Apparently, this time it was serious. The check engine light is on because the IMA batteries are dying, which I'd sort of noticed separately although I wasn't sure if it was really them dying or if they were just getting overstressed because I've started parking in a garage at work.
Fixing them would run about $4000. The line item is $2500 but there were a bunch of other add on things on the list. Given that this is the second multi-thousand-dollar maintenance bill in a row, I'm thinking that maybe I should not try to keep driving this car. The 'service advisor' said the same thing, although of course she wanted me to go buy another car from them on the spot.
I'm not sure I want to buy another car from the same company when the last car suddenly became undrivable after ten years, though.
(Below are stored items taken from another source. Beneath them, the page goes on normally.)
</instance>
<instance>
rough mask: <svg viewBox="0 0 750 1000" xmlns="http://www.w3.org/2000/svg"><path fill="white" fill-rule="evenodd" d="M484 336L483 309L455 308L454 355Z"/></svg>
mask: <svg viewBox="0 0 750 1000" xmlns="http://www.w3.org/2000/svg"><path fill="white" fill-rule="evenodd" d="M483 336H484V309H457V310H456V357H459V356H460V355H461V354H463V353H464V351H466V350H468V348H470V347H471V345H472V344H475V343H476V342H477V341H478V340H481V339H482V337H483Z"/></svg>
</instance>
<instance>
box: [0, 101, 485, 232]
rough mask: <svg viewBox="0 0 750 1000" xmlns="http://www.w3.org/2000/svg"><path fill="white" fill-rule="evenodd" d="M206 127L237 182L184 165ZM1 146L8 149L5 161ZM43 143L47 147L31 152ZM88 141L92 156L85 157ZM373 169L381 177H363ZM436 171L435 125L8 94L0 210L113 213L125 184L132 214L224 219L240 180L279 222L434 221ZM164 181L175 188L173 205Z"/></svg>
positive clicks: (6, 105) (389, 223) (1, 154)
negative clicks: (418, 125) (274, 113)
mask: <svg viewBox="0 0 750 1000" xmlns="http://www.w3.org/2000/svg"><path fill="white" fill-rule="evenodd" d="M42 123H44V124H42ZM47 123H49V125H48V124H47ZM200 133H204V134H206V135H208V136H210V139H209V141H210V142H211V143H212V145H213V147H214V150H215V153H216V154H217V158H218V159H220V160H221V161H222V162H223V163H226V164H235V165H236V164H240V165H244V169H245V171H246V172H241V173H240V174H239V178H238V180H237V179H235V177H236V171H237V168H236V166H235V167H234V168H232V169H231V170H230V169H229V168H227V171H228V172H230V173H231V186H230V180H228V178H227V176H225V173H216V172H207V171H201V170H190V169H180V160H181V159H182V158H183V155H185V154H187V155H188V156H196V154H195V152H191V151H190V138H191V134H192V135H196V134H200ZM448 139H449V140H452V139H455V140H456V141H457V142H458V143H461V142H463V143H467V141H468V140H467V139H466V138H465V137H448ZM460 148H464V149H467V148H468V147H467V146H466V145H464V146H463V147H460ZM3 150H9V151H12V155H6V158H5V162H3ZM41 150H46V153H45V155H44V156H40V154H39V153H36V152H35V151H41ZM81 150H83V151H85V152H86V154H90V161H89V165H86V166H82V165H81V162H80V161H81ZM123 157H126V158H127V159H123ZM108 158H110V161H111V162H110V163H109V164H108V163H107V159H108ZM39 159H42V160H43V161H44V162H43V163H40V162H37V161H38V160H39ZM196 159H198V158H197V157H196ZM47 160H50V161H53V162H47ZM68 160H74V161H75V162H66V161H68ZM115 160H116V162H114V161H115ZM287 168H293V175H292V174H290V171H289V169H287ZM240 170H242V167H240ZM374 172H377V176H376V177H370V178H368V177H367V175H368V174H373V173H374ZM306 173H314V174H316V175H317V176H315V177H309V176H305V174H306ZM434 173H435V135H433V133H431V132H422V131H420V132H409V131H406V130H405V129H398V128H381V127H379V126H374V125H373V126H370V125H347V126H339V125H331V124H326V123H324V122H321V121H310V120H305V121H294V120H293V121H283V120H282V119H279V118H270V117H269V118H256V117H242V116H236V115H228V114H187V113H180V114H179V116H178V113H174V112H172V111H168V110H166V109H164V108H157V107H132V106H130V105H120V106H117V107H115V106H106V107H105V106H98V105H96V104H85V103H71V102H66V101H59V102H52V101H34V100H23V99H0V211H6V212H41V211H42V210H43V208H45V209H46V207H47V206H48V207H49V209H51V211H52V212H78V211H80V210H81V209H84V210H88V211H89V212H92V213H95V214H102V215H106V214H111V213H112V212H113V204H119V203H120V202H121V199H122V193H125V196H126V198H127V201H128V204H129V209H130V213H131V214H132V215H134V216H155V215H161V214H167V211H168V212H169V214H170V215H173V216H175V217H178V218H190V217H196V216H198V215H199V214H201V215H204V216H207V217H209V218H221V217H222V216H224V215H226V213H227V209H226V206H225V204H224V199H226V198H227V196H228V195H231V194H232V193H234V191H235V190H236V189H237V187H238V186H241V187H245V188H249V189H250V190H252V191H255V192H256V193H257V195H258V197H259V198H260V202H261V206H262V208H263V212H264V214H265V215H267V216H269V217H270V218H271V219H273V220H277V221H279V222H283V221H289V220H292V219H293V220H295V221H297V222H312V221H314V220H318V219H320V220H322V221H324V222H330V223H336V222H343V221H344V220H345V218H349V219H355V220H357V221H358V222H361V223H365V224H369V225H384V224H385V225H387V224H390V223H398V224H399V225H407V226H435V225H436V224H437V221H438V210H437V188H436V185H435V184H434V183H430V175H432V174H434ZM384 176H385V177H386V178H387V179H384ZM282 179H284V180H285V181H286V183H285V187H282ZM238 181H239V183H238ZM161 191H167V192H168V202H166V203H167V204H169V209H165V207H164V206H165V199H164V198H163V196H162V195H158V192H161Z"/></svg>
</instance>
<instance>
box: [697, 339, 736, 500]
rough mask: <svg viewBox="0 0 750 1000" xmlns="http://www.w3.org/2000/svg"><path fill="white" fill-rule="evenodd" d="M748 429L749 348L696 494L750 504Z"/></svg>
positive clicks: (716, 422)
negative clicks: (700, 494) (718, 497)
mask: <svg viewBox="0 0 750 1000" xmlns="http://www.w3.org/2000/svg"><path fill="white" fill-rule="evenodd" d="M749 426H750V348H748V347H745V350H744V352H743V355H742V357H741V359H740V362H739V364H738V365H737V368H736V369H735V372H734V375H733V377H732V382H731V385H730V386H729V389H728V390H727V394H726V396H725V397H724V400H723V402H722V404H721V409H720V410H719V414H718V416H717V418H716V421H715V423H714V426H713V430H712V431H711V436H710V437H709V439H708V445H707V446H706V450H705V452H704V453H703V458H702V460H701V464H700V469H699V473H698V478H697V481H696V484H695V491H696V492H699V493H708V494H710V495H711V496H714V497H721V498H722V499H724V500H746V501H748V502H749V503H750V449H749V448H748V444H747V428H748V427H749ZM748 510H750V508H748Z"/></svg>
Maybe that's just normal for old cars? At least this time it's 'if you keep driving with a bad battery the rest of the engine will get overstressed' as opposed to 'you can't steer or use the brakes, suddenly, while on the freeway'.
While waiting for them to do fuck-all but tell me my car needed thousands of dollars in repairs, I went to see Into the Woods, which is apparently a musical about a bunch of old fairy tales all mashed together. It was clever! Some of the songs were interesting. They managed to wrap everything up and have a happy and satisfying ending for everybody, except for Cinderella's sisters although despite being lame and blind they didn't seem that put out.
"And then they lived happily ever after... or did they?"
No. No, movie, stop. What are you doing, movie? STAAAAHP!
It didn't stop. It dragged on for another hour, destroying everything and killing everyone off camera, including most of the main characters. All the on-screen 'action' consisted of people standing in a single clearing (or maybe it was different clearings but it all looked the same), singing a single horrible song, while people ran on occasionally and gave them updates about what was happening elsewhere. FOR AN HOUR. Then, at the end, Jack kills the giant in two seconds and there's another five minutes of them worrying that someone important had been killed by a falling tree but it turned out no one had.
No, if you show a kid knocking over cans with a slingshot, that is not Chekov's Gun.
By the time the credits rolled I hated the movie intensely and really wished that it had ended while it was still good. If you see this movie, leave in the middle.
I also posted another chapter of Pathfinder Ponies in which the characters talk to each other and get railroaded. It's called Shattered Illusions.